MONDAY, June 21, 2021 (HealthDay News) — U.S. health experts warn there is a ticking time bomb in 11 states where 20 percent or more of seniors still have not received a COVID-19 vaccine.
Top priority for vaccinations was given to Americans aged 65 years and older because they are far more vulnerable to serious illness and death from the virus than younger people. Accordingly, this age group does have the highest rate of vaccination: 87 percent have received at least one dose compared with 60 percent for people aged 18 to 64 years and 31 percent for those aged 12 to 17 years, data from the U.S. Centers for Disease Control and Prevention show.
But in the 11 states where vaccination rates are lower among seniors, those who have not received a shot pose a public health risk as social-distancing restrictions are stripped away. Most of the 11 states are in the South: Alabama, Arkansas, Louisiana, Mississippi, North Carolina, and Tennessee, The New York Times reported. Georgia, Idaho, and Missouri are at the 20 percent threshold. West Virginia and Wyoming have more than 20 percent of people 65 years and older without one dose.

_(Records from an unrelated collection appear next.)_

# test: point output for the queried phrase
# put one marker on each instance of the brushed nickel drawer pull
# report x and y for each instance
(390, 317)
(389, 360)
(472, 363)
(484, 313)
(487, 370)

“The 20 percent lines up pretty well with a group of people, especially in the South, who say, ‘No way, no how am I getting vaccinated,'” Michael Saag, M.D., associate dean for global health at the University of Alabama at Birmingham, told The Times. “Convincing them that it is in their own interest is a tough nut to crack. All epidemics are local at the end of the day, and transmission is person-to-person. There is going to be a hot pocket of transmission if someone becomes infected and others around them are unvaccinated. This is not Epidemiology 101, this is common sense.”